Teens, TikTok, and food.
We both kept circling back to teenagers and food. Not because it was an obvious HCI topic, it isn't, really, but because something felt genuinely unexamined there. TikTok had become the dominant way adolescents discover food trends, recipes, diet ideas, and health information. Around 14.25 million American teens are on the platform almost every day.
And yet most research on social media and teen health was either focused on mental health broadly, or on body image in isolation. The food angle felt specific enough to be tractable, and wide enough to be interesting.
But "teens and TikTok food content" is an observation, not a research question. We had a lot of work to do.
Three themes that shaped everything.
Before we could ask anything, we needed to understand what was already known. We spent a significant chunk of the project just reading, and what we found shaped everything that came after.
TikTok as an educational tool
Short-form video is genuinely effective for information transfer, more engaging than text, more immediate than YouTube. But the format that makes information sticky also makes misinformation sticky.
The power of algorithms
TikTok's recommendation system isn't neutral, it amplifies content based on engagement. For teens navigating food allergies or disordered eating, that's dangerous. But it also cultivates identity and creates real communities.
How teens actually engage with food content
Teens follow a progression: exposure → planning (saving videos, checking ingredients) → execution (trying the recipe) → habit formation or abandonment. Family dynamics, peer conversations, and cost all filter which trends make it into real life.
Everyone was studying what teens watched. Nobody was studying what happened next, over time.
The gap was longitudinal.
Almost all existing research was cross-sectional. A snapshot. But food habits don't form in a snapshot. They form slowly, through repetition and reinforcement and negotiation with the people around you.
We kept asking ourselves: what would it actually mean to understand TikTok's influence on teen eating, not just in the moment, but longitudinally?
How do adolescents' interactions with TikTok food content shape their understanding of "healthy eating" and food habits over time?
What platform features do adolescents interact with to contribute towards establishing long-term healthy eating habits?
The second question felt distinctly HCI. It wasn't just asking whether TikTok is good or bad for teens, it was asking what the design is doing. Which features, specifically, are teens using in ways that build lasting behaviors? That's a question with actionable implications for the platform itself.
Getting to these two questions took a lot of iteration. Earlier versions were too broad, too narrow, or too leading. We kept stress-testing drafts against the literature, does this question actually address the gap? Can it be studied? Does it matter?
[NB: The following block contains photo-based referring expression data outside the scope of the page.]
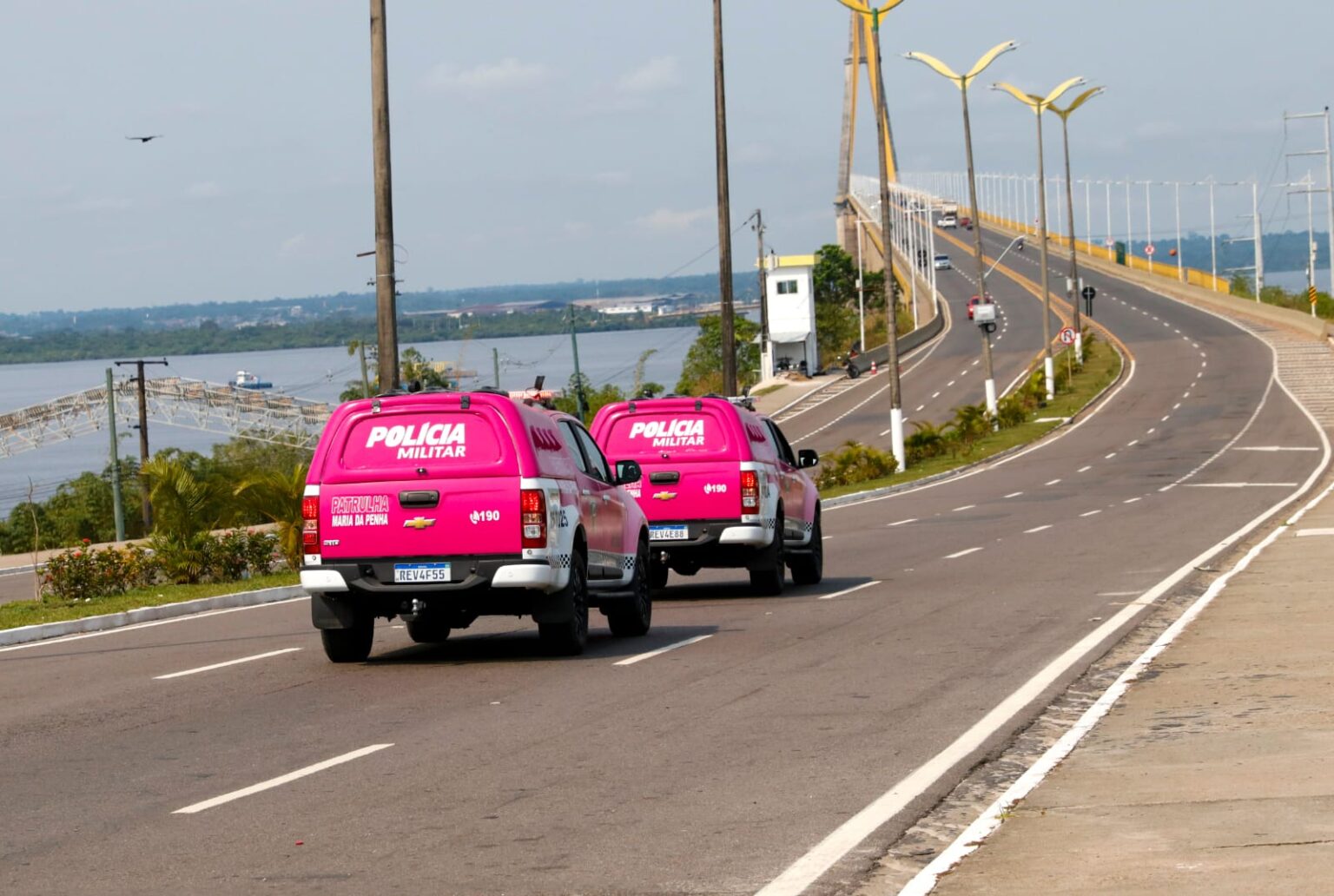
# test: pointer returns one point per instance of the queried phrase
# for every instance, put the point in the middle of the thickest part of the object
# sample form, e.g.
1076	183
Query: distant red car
974	301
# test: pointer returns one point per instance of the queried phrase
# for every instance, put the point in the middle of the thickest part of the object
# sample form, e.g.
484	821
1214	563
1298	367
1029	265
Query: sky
542	142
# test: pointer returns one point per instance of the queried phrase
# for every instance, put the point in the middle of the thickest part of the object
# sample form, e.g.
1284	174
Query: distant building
790	299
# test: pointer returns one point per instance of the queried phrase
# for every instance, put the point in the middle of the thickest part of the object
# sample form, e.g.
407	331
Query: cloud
507	74
291	246
658	74
203	189
667	221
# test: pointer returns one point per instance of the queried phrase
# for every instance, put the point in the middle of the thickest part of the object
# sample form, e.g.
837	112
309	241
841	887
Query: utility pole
766	361
574	343
724	219
143	436
386	313
116	507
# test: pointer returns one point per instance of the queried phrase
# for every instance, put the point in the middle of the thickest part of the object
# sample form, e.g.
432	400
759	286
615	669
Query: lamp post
962	82
882	120
724	218
1040	104
861	287
1073	283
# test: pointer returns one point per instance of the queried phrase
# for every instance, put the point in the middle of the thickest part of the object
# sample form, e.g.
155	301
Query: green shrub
855	463
83	572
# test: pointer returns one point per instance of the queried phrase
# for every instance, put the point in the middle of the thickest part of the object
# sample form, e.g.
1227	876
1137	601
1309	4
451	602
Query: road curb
902	487
147	614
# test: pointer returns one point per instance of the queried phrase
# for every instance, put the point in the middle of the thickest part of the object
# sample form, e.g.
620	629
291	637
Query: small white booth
790	301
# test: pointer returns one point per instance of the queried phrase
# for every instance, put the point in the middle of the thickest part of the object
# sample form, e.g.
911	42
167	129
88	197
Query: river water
318	373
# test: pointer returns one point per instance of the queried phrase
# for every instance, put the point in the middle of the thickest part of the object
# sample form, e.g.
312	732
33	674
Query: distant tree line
209	338
356	306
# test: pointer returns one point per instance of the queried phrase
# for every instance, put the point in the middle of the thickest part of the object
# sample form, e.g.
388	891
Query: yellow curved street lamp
1070	209
882	117
1040	104
962	82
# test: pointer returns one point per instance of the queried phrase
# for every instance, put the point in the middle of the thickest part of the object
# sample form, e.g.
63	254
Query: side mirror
627	471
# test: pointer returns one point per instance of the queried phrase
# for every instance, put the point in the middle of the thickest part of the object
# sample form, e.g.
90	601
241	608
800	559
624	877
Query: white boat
247	380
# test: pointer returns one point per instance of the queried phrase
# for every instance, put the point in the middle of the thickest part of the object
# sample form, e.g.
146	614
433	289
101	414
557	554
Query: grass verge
1102	366
35	612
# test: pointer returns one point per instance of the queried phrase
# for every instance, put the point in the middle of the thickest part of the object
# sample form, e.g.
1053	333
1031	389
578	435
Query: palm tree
276	497
184	511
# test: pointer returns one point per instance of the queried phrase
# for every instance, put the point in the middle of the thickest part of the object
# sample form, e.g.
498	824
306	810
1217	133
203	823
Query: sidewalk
1212	774
789	391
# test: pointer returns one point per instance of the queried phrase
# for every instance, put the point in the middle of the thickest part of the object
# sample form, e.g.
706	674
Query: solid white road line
149	624
283	779
961	554
631	660
218	666
849	591
1239	484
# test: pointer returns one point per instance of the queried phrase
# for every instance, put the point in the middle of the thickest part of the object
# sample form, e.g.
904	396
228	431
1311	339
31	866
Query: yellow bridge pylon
861	51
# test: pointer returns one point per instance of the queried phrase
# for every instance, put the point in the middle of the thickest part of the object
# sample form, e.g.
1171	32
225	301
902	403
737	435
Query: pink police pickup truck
440	507
721	488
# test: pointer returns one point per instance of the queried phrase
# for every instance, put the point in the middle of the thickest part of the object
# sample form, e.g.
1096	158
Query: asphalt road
710	768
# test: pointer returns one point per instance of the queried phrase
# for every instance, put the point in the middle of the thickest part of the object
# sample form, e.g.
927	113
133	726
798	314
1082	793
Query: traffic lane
709	819
212	732
859	393
931	390
398	815
543	814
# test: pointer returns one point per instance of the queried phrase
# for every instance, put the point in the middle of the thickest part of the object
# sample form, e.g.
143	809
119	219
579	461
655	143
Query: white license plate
669	532
413	572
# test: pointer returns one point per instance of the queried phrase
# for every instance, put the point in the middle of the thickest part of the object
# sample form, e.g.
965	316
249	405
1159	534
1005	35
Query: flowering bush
84	572
855	463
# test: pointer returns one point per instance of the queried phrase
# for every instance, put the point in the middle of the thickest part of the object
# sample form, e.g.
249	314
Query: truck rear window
684	432
465	438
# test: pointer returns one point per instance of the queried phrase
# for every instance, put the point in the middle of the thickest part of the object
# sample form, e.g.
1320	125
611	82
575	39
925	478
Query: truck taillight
311	524
532	517
750	491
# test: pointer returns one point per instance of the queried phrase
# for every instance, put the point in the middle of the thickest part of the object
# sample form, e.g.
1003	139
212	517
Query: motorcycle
849	365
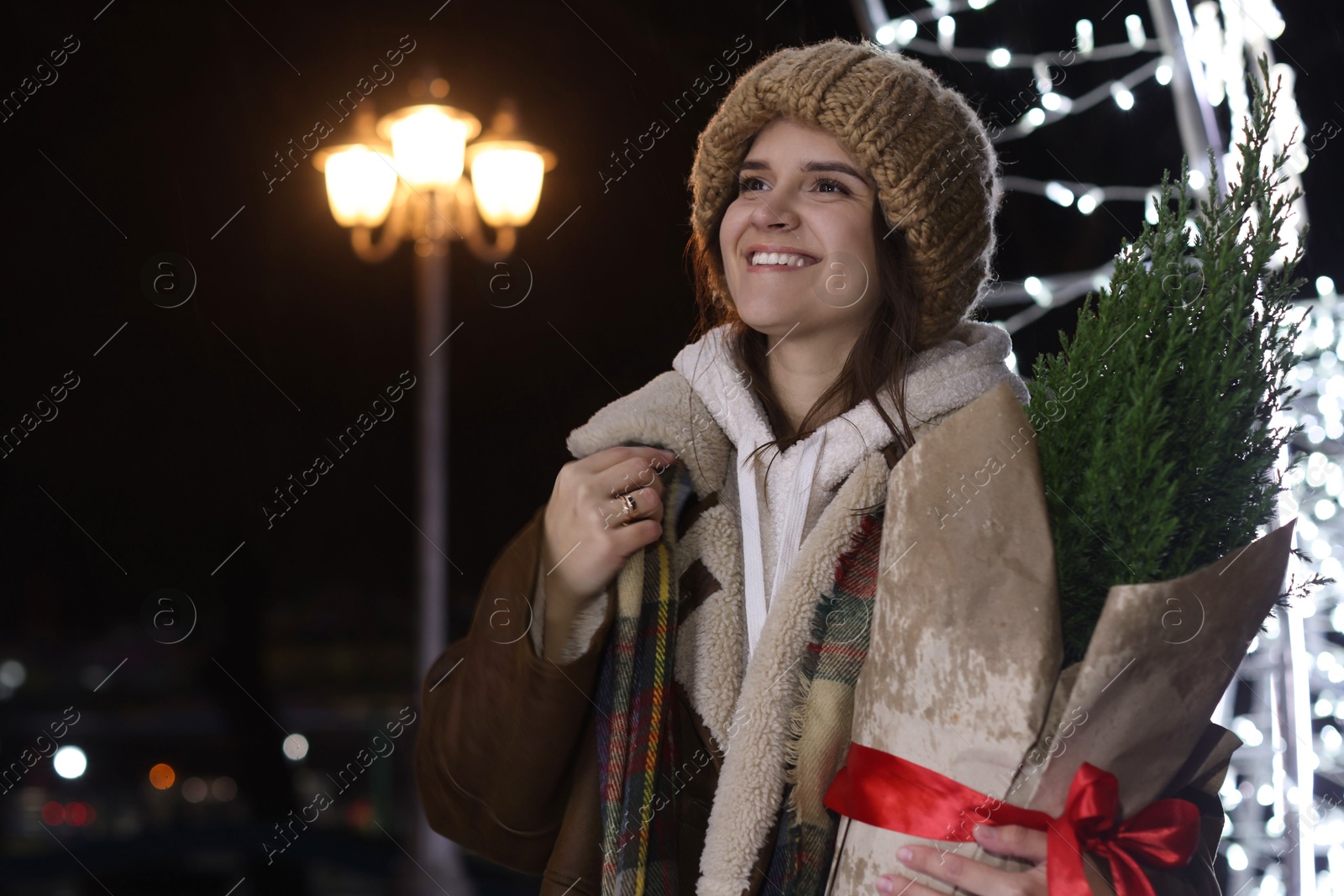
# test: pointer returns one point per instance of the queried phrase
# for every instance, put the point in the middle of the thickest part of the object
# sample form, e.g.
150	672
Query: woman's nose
774	214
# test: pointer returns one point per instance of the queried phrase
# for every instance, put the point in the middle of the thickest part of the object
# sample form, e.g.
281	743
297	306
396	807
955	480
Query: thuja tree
1163	459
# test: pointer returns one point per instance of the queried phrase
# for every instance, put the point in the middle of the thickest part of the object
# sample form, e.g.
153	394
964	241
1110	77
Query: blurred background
202	626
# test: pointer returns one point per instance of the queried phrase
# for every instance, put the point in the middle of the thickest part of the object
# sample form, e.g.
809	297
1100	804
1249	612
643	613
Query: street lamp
407	175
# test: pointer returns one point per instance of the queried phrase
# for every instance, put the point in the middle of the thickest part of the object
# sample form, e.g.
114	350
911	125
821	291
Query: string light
1135	29
947	31
1085	36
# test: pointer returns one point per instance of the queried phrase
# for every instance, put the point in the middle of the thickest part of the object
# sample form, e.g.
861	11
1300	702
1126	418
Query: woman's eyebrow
839	167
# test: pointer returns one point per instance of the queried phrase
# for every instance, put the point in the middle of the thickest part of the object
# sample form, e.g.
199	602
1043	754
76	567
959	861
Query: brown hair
878	360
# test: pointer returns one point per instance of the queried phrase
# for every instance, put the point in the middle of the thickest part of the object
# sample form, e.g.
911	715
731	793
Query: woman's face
803	195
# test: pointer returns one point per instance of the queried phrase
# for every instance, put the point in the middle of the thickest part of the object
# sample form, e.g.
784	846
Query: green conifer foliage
1163	457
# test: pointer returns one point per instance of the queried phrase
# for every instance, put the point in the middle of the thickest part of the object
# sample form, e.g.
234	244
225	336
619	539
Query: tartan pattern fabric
839	644
635	726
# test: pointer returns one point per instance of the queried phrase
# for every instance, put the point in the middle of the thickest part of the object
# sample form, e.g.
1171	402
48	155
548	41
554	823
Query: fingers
1014	841
640	470
898	886
967	873
648	506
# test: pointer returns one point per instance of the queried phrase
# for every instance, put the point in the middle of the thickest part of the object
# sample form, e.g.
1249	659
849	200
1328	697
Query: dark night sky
156	468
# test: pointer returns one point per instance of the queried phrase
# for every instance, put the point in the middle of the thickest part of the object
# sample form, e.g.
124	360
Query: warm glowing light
429	143
161	777
507	181
360	186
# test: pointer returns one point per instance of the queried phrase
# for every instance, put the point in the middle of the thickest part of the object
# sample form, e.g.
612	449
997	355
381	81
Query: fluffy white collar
944	378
A year-long, three-phase plan
Once we had our question, we mapped out how we'd actually study it, if we had the time, resources, and IRB approval to do so.
Baseline Interview
A 45–60 minute interview capturing each participant's starting point, their current food habits, how they use TikTok, what "healthy eating" means to them.
Monthly Micro Check-ins
Short, low-burden email prompts asking participants to share 3 food videos that stuck with them and reflect on how they influenced their habits that month.
Follow-up Interview
A closing interview mirroring the baseline, to see what had actually shifted over a year of engagement with TikTok food content.
We targeted 15–20 participants, ages 13–19, who actively consumed TikTok food content, recruiting through schools, community centers, Reddit, and TikTok itself, with a deliberate focus on diversity across gender, race, and socioeconomic background. The algorithm doesn't behave the same way for everyone, so a homogeneous sample would have given us a skewed picture.
We also knew we'd need both youth assent and parental consent. Asking minors to share a year of their media habits and health beliefs is intimate. That ethical weight shaped how we thought about the whole design.
Honest about the weaknesses.
More structured feature logging
RQ2 was the most interesting, and the hardest to capture with interviews alone. I'd want systematic behavioral data: saves, duets, follows, search behavior.
Timeline questions
One year might not be enough. Meaningful behavioral change often takes longer to stabilize. A two-year window or more intensive 6-month design might work better.
Harm protocols needed
Participants might deal with eating disorders or body image struggles. We needed clear protocols for concerning disclosures mid-interview.
Talk to teens first
We built questions entirely from the literature. Even 3–4 informal conversations with actual teenagers early on would have pressure-tested our framing.
The question is the product.
- ✦Getting the question right means understanding a field deeply enough to see its gaps, caring enough about a problem to close them, and being rigorous enough to keep asking: is this actually the right thing to ask?
- ✦Teens aren't passive consumers of an algorithm. They're active, thoughtful, sometimes contradictory users, learning about food, forming identities, negotiating with families and peers, on a platform that is simultaneously useful and risky.
- ✦Research that flattens that complexity doesn't do them justice. For now, I'm proud of the question we built. And I genuinely hope someone runs the study one day.
This proposal was developed with Ivy Tang as part of an HCI research methods course.